Weiß jemand woran das liegen könnte?

Mandy (geschrieben vom TabletPC)


----------



## Christine (19. Feb. 2012)

*AW: Hilfe beim TabletPC*

Hi Mandy,

wahrscheinlich blockieren die Sicherheitseinstellungen diese Funktion.


----------



## Moonlight (19. Feb. 2012)

*AW: Hilfe beim TabletPC*

Na prima und wie komme ich da ran? Die Bedienungsanleitung war 1Seite ... mehr nicht 

Mandy


----------



## Joachim (19. Feb. 2012)

*AW: Hilfe beim TabletPC*

Was isses denn? Bitte sag nicht, ein IPad...


----------



## Christine (19. Feb. 2012)

*AW: Hilfe beim TabletPC*

Du kannst mal gucken, ob Du in den Browsereinstellungen schon was findest, ansonsten ist die Frage erst einmal "welches Betriebssystem" und dann könnte Dir Mutter Goggle weiterhelfen... (denn die meisten Probleme hat schon jemand vor Dir gehabt  )


----------



## Störamigo (19. Feb. 2012)

*AW: Hilfe beim TabletPC*

Hallo
Ich hab auch nicht viel Ahnung davon aber könnte es vielleicht am Betriessystem liegen?


----------



## Moonlight (19. Feb. 2012)

*AW: Hilfe beim TabletPC*

Es ist kein iPad, sondern ein XPRESS TabletPC mit dem Betriebssystem Android.

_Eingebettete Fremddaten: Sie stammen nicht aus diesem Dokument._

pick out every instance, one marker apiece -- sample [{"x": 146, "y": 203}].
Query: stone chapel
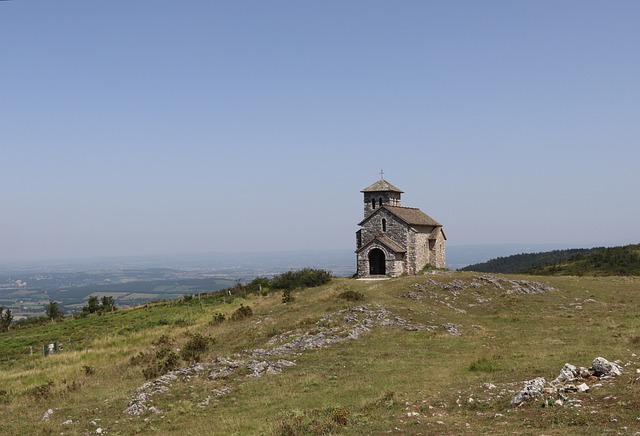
[{"x": 393, "y": 239}]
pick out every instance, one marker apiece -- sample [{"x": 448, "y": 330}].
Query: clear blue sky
[{"x": 152, "y": 127}]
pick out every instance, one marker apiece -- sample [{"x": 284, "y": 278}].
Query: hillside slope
[
  {"x": 599, "y": 261},
  {"x": 436, "y": 354}
]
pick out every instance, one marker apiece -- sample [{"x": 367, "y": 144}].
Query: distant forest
[{"x": 599, "y": 261}]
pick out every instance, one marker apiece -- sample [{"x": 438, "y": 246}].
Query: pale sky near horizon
[{"x": 154, "y": 127}]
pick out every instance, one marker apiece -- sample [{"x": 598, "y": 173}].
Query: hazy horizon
[{"x": 149, "y": 128}]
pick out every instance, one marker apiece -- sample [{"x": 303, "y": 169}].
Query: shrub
[
  {"x": 194, "y": 347},
  {"x": 287, "y": 297},
  {"x": 43, "y": 391},
  {"x": 160, "y": 360},
  {"x": 160, "y": 366},
  {"x": 304, "y": 278},
  {"x": 241, "y": 312},
  {"x": 351, "y": 295},
  {"x": 483, "y": 365},
  {"x": 218, "y": 318}
]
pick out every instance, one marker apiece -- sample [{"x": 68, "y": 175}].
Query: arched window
[{"x": 377, "y": 262}]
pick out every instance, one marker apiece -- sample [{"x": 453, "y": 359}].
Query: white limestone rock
[
  {"x": 602, "y": 366},
  {"x": 568, "y": 373},
  {"x": 532, "y": 389}
]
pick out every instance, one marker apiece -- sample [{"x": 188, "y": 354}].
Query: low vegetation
[
  {"x": 442, "y": 353},
  {"x": 601, "y": 261}
]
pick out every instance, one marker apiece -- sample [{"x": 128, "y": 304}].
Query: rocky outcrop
[
  {"x": 340, "y": 326},
  {"x": 532, "y": 389},
  {"x": 570, "y": 380},
  {"x": 602, "y": 367}
]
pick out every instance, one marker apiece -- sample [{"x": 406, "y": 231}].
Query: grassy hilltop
[{"x": 440, "y": 353}]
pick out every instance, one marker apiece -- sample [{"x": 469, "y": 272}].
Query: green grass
[{"x": 389, "y": 380}]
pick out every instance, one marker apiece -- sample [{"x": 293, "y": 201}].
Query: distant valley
[{"x": 26, "y": 287}]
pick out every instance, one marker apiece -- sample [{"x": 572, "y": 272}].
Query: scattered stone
[
  {"x": 352, "y": 323},
  {"x": 602, "y": 367},
  {"x": 532, "y": 389},
  {"x": 567, "y": 373},
  {"x": 47, "y": 415}
]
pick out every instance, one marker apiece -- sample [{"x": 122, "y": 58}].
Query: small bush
[
  {"x": 484, "y": 365},
  {"x": 158, "y": 367},
  {"x": 195, "y": 346},
  {"x": 287, "y": 297},
  {"x": 43, "y": 391},
  {"x": 351, "y": 295},
  {"x": 218, "y": 318},
  {"x": 304, "y": 278},
  {"x": 241, "y": 313},
  {"x": 159, "y": 361}
]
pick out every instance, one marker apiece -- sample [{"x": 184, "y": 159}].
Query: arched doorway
[{"x": 376, "y": 263}]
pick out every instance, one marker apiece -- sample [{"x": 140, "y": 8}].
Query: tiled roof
[
  {"x": 386, "y": 241},
  {"x": 412, "y": 216},
  {"x": 381, "y": 186}
]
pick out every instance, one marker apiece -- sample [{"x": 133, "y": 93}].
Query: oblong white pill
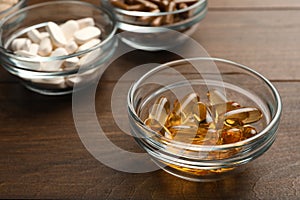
[
  {"x": 25, "y": 53},
  {"x": 69, "y": 28},
  {"x": 59, "y": 52},
  {"x": 89, "y": 45},
  {"x": 21, "y": 44},
  {"x": 45, "y": 47},
  {"x": 55, "y": 65},
  {"x": 86, "y": 34},
  {"x": 71, "y": 47},
  {"x": 44, "y": 34},
  {"x": 34, "y": 35},
  {"x": 57, "y": 36},
  {"x": 34, "y": 48},
  {"x": 85, "y": 22},
  {"x": 71, "y": 63}
]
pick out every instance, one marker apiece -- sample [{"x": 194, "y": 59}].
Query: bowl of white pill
[
  {"x": 57, "y": 44},
  {"x": 207, "y": 120},
  {"x": 10, "y": 6},
  {"x": 157, "y": 25}
]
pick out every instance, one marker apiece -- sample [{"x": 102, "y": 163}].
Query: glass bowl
[
  {"x": 20, "y": 4},
  {"x": 204, "y": 161},
  {"x": 138, "y": 31},
  {"x": 42, "y": 74}
]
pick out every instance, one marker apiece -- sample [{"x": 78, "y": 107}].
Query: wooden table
[{"x": 42, "y": 156}]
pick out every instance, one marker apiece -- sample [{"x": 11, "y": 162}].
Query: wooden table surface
[{"x": 42, "y": 156}]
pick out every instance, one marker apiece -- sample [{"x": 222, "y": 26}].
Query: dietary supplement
[
  {"x": 190, "y": 120},
  {"x": 157, "y": 6},
  {"x": 60, "y": 40}
]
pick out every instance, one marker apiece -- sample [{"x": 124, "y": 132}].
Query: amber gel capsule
[
  {"x": 248, "y": 132},
  {"x": 160, "y": 110},
  {"x": 186, "y": 104},
  {"x": 199, "y": 112},
  {"x": 157, "y": 127},
  {"x": 245, "y": 115},
  {"x": 216, "y": 97}
]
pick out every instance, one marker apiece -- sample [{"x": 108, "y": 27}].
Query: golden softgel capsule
[{"x": 217, "y": 122}]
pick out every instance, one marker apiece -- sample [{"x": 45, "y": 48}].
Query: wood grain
[
  {"x": 254, "y": 4},
  {"x": 42, "y": 156}
]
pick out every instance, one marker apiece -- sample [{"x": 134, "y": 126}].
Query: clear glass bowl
[
  {"x": 203, "y": 162},
  {"x": 27, "y": 69},
  {"x": 12, "y": 9},
  {"x": 142, "y": 35}
]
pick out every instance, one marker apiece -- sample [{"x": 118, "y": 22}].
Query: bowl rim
[
  {"x": 178, "y": 144},
  {"x": 151, "y": 14},
  {"x": 8, "y": 53},
  {"x": 19, "y": 3}
]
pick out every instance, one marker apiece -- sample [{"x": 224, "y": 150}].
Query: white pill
[
  {"x": 56, "y": 34},
  {"x": 20, "y": 44},
  {"x": 34, "y": 35},
  {"x": 25, "y": 53},
  {"x": 71, "y": 63},
  {"x": 34, "y": 48},
  {"x": 89, "y": 45},
  {"x": 85, "y": 22},
  {"x": 55, "y": 65},
  {"x": 69, "y": 28},
  {"x": 71, "y": 47},
  {"x": 86, "y": 34},
  {"x": 45, "y": 47},
  {"x": 89, "y": 57},
  {"x": 59, "y": 52},
  {"x": 44, "y": 34}
]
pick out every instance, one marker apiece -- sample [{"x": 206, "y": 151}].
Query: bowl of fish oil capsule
[
  {"x": 206, "y": 120},
  {"x": 58, "y": 44},
  {"x": 154, "y": 25},
  {"x": 9, "y": 6}
]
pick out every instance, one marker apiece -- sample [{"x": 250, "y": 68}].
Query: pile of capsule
[
  {"x": 6, "y": 4},
  {"x": 194, "y": 122},
  {"x": 59, "y": 40},
  {"x": 156, "y": 6}
]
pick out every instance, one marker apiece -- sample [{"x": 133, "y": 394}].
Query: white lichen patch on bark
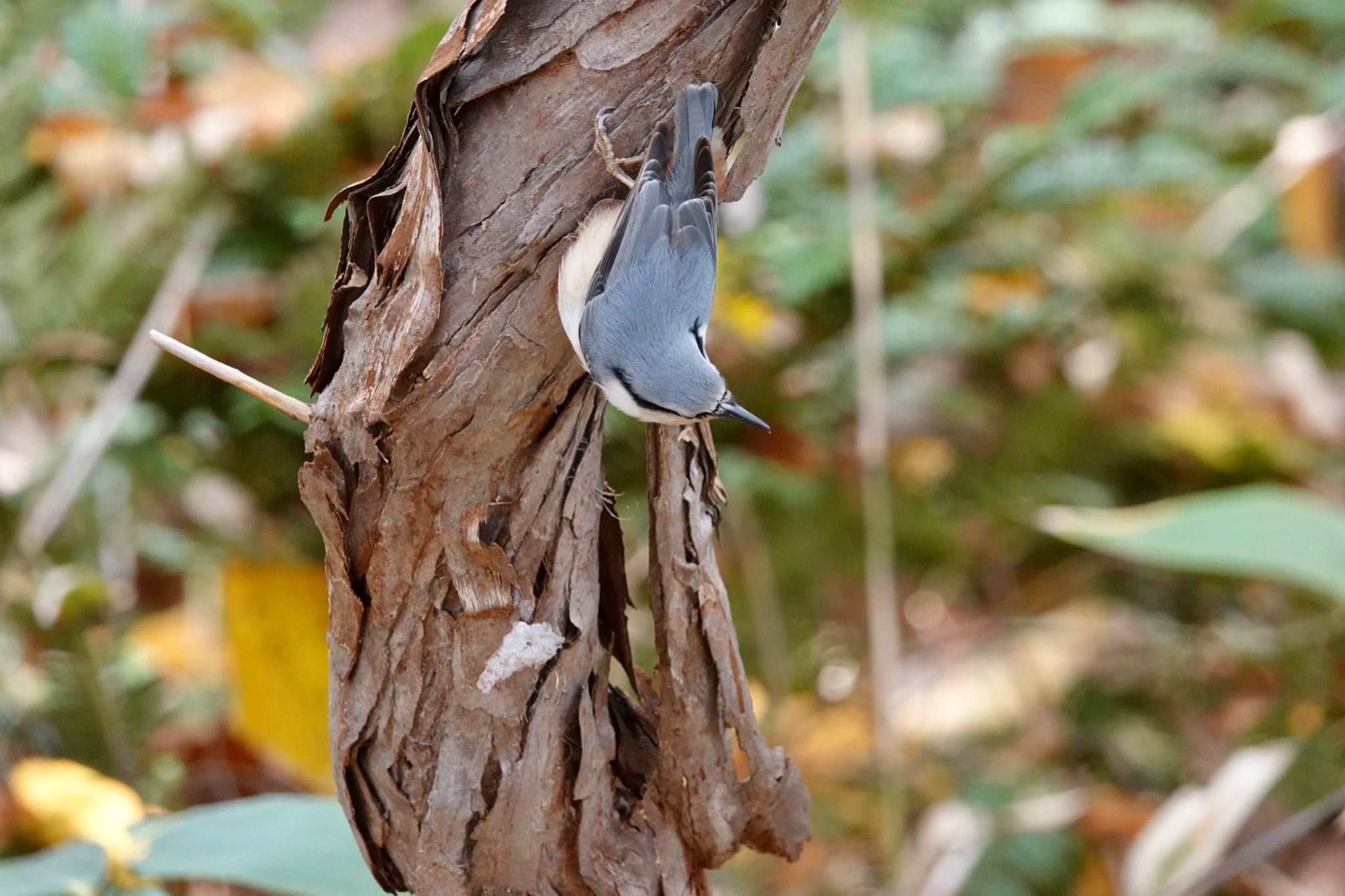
[{"x": 526, "y": 647}]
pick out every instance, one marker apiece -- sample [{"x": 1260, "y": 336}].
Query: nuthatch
[{"x": 636, "y": 286}]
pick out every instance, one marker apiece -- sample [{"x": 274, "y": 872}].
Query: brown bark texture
[{"x": 475, "y": 568}]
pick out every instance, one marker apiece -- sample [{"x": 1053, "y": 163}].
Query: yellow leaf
[
  {"x": 745, "y": 314},
  {"x": 923, "y": 461},
  {"x": 60, "y": 800},
  {"x": 1310, "y": 213},
  {"x": 992, "y": 292},
  {"x": 179, "y": 645},
  {"x": 276, "y": 636}
]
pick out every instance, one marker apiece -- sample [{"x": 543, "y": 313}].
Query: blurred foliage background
[{"x": 1114, "y": 273}]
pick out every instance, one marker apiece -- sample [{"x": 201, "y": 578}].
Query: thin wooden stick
[
  {"x": 1274, "y": 840},
  {"x": 290, "y": 406},
  {"x": 880, "y": 580},
  {"x": 45, "y": 513}
]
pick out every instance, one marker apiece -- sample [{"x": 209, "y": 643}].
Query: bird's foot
[{"x": 603, "y": 147}]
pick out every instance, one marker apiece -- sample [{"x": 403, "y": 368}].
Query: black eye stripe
[{"x": 635, "y": 396}]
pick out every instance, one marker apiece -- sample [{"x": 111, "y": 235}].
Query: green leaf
[
  {"x": 287, "y": 844},
  {"x": 112, "y": 46},
  {"x": 74, "y": 868},
  {"x": 1026, "y": 864},
  {"x": 1265, "y": 531}
]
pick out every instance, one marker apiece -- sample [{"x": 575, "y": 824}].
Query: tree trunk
[{"x": 475, "y": 570}]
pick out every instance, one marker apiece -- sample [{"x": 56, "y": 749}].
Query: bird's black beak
[{"x": 735, "y": 412}]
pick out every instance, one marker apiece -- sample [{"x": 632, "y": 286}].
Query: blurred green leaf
[
  {"x": 1026, "y": 864},
  {"x": 110, "y": 46},
  {"x": 288, "y": 844},
  {"x": 1265, "y": 531},
  {"x": 69, "y": 870}
]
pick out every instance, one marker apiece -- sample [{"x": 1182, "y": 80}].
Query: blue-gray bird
[{"x": 636, "y": 286}]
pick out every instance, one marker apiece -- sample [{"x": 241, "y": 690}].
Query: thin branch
[
  {"x": 51, "y": 505},
  {"x": 872, "y": 431},
  {"x": 1301, "y": 144},
  {"x": 287, "y": 405},
  {"x": 1274, "y": 840}
]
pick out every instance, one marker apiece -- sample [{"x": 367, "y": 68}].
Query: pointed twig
[
  {"x": 50, "y": 507},
  {"x": 287, "y": 405},
  {"x": 880, "y": 580},
  {"x": 1274, "y": 840}
]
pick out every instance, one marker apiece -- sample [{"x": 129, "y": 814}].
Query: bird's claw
[{"x": 603, "y": 147}]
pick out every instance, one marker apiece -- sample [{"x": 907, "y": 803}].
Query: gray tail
[{"x": 694, "y": 120}]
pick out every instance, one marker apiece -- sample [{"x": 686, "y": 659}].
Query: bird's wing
[
  {"x": 695, "y": 222},
  {"x": 642, "y": 209}
]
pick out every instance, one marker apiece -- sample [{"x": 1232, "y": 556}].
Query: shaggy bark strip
[{"x": 477, "y": 586}]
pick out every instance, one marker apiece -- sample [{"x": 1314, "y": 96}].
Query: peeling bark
[{"x": 456, "y": 481}]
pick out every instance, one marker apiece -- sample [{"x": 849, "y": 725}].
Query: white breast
[{"x": 577, "y": 268}]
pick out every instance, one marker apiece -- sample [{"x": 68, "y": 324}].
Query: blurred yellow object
[
  {"x": 1309, "y": 211},
  {"x": 923, "y": 461},
  {"x": 992, "y": 292},
  {"x": 1305, "y": 717},
  {"x": 58, "y": 800},
  {"x": 95, "y": 159},
  {"x": 179, "y": 645},
  {"x": 276, "y": 636},
  {"x": 246, "y": 100},
  {"x": 753, "y": 320},
  {"x": 827, "y": 742},
  {"x": 1216, "y": 410}
]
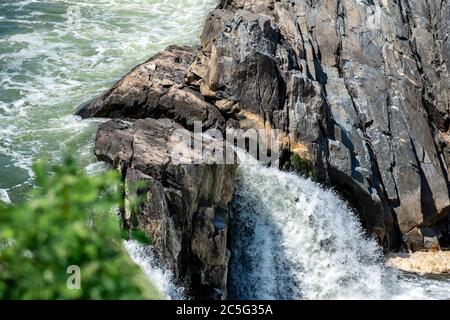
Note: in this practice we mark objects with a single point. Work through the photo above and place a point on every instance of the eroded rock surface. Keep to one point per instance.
(183, 206)
(358, 89)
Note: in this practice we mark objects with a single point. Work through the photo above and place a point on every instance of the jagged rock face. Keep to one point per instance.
(362, 84)
(156, 89)
(183, 206)
(357, 88)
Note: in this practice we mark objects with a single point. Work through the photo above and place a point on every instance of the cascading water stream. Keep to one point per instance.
(292, 239)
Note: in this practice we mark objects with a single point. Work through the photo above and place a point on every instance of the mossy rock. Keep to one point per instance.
(302, 166)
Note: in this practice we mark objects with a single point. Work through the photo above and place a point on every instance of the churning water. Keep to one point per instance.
(160, 276)
(56, 55)
(291, 238)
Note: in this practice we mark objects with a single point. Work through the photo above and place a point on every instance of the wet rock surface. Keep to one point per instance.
(181, 205)
(358, 89)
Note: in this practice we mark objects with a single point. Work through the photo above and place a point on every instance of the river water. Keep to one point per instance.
(292, 239)
(56, 55)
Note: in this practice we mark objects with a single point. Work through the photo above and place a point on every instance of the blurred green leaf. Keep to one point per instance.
(70, 219)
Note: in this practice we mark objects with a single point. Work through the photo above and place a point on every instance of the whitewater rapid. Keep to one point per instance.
(160, 276)
(57, 55)
(292, 239)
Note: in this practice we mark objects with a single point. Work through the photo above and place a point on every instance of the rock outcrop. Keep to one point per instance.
(181, 205)
(358, 89)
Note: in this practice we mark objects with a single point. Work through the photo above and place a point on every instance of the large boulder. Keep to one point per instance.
(181, 204)
(357, 88)
(156, 89)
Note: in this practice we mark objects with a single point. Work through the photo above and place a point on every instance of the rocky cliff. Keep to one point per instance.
(358, 90)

Ich weiß ja nicht mal was bei den Einstellungen richtig ist und was man ändern kann 
Das Problem mit den Browsereinstellungen hab ich auch am Läppi, aber da funktioniert so weit alles. Ich habe eben gar keine Ahnung 

Mandy


----------



## Christine (19. Feb. 2012)

*AW: Hilfe beim TabletPC*

Sorry, Android ist (noch) nicht meine Baustelle. Vielleicht hat ja Joachim eine Idee. Ich verschieb Dich mal in den Support...


----------



## Moonlight (19. Feb. 2012)

*AW: Hilfe beim TabletPC*

Danke Christine.


----------



## Joerg (19. Feb. 2012)

*AW: Hilfe beim TabletPC*

Hi Mandy,
ich habe es gerade auf meinem Android Handy (7") ausprobiert.
Nach der Meldung "Choose File" kommt ein Fenster wo man die Quelle auswählen soll.
Beim erstem mal kam dann Galerie, BT .... - dort sollte das Bild dann abgelegt sein.

Beim 2. Versuch will es nichts mehr auswählen?? 
Scheinbar öffnet sich ein weiteres Fenster, was erst mal weg ist.


----------



## Moonlight (19. Feb. 2012)

*AW: Hilfe beim TabletPC*



Joerg schrieb:


> Nach der Meldung "Choose File" kommt ein Fenster wo man die Quelle auswählen soll.
> Beim erstem mal kam dann Galerie, BT .... - dort sollte das Bild dann abgelegt sein.
> 
> Beim 2. Versuch will es nichts mehr auswählen??
> Scheinbar öffnet sich ein weiteres Fenster, was erst mal weg ist.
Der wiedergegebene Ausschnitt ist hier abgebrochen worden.